El relato con el que Julio Cortázar abre su célebre
Bestiario cuenta la historia de una familia que vive en una casa grande en la que comienzan a sucederse ruidos extraños en determinadas habitaciones. Ante el temor de que pueda tratarse de algún fantasma o una presencia demoníaca, la familia decide clausurar esas habitaciones y seguir haciendo su vida en el resto de la casa como si no pasara nada.

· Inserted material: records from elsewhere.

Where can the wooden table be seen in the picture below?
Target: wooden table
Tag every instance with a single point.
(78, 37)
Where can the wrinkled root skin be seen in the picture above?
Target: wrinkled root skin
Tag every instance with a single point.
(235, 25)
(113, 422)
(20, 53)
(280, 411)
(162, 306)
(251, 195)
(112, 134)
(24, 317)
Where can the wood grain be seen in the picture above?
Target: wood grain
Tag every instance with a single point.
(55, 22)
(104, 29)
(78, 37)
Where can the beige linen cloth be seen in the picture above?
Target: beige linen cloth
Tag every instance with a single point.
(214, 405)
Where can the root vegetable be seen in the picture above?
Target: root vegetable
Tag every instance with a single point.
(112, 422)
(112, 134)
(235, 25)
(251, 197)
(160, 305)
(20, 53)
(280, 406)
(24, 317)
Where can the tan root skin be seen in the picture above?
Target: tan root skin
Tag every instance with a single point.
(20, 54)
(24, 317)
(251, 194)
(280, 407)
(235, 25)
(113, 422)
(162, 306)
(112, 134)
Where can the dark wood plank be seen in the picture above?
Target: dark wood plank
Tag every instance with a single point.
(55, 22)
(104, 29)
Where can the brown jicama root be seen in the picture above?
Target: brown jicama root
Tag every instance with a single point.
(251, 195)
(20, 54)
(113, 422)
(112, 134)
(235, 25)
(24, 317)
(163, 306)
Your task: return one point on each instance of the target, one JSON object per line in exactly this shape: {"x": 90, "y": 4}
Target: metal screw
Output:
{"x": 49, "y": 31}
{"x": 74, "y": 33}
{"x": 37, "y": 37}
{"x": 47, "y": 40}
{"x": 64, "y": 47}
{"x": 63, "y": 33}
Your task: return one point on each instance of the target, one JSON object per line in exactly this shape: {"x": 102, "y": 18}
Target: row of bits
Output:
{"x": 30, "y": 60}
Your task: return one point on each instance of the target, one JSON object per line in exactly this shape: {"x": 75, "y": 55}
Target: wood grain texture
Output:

Así, hasta que los ruidos siguen avanzando de estancia en estancia y los habitantes de la casa quedan relegados a una última habitación.
Su relectura ahora hace inevitable establecer ciertos paralelismos con todas las semanas de confinamiento que hemos pasado en nuestros hogares, cuando cada cifra, cada orden, cada consejo, equivalía a extender el miedo por las habitaciones de nuestras vidas para obligarnos a ir cerrando poco a poco las puertas de nuestra realidad y de nuestra propia libertad como remedio frente a la amenaza invisible de un virus mortal, hasta aceptar que no había más opción que terminar encerrados entre las cuatro paredes del salón y sin más vistas al exterior que las del televisor o el ordenador y las del balcón a la hora de los aplausos.
En algún momento habrá que analizar asimismo el papel que determinadas televisiones nacionales han desempeñado en su narración diaria de la evolución de la pandemia, donde terminabas con la sensación de que tomaban la parte -Madrid o Barcelona- por el todo, así como su influencia en que la renuncia a tantas parcelas de nuestra vida anterior también alentara determinados temores, fundados o infundados, que se fueron transformado en ofensa a medida que empezaban a aplicarse las medidas de la desescalada y mucha gente empezó a reabrir las puertas atrancadas.
Han transcurrido ya cinco semanas desde entonces y, sin embargo, no se han materializado las señales del apocalipsis que muchos quisieron ver en el regreso de los niños a las calles y en el de los paseos y las carreras por las avenidas. “En dos semanas veremos las consecuencias de tanta imprudencia”, se repetía por las redes sociales. Y no solo no ha habido rebrotes en nuestra provincia desde el inicio de la fase 0, sino que la evolución diaria de contagios ha quedado reducida a cifras casi testimoniales, a medida que se iba incrementando la del número de curados y los hospitales comenzaban a recuperar parte de su actividad asistencial previa al Covid.
El mérito, por supuesto, es compartido. Si hemos llegado a este momento se debe tanto a los sanitarios que han hecho frente a la epidemia para salvar centenares de vidas, como a los propios ciudadanos que han cumplido con cada una de las exigencias de las nuevas circunstancias; pero también a la de los ayuntamientos que han sabido velar por la seguridad y la protección de sus ciudadanos, y, en muchos casos, haciendo valer el éxito de la anticipación que tanto se ha echado en falta en la gestión de la crisis sanitaria por parte del Gobierno central.
En la provincia de Cádiz hay un buen puñado de ellos, y si hablas con sus alcaldes y alcaldesas verás que todos coinciden en elegir la misma palabra a la hora de ensalzar la voluntad del pueblo frente a un tiempo infausto: “unidad”, la misma que adolece el Congreso con su “pim, pam, pum” como insignia colectiva, y hasta el propio Gobierno, con ese desesperado
tour de force con el que Pablo Iglesias empieza a marcar distancias entre las siglas de la coalición y los propios ministros.
Ese mismo gobierno, pero también el autonómico, hará bien a partir de ahora en atender las peticiones que les trasladen desde cada municipio para afrontar un tiempo “nuevo” -éste sí que lo es- que ha superado el más incierto de los imprevistos: ahora tocaba hacer balance del primer año de gestión y no hay más remedio que poner los contadores a cero y casi empezar de nuevo. Alguien con el léxico y la mente algo atrofiada insiste en llamarlo “reconstrucción”; en el fondo, como siempre, es solo cuestión de dinero, y ya tarda en circular. Esta historia empezó en
Bestiario, pero debe terminar de escribirse en el BOE.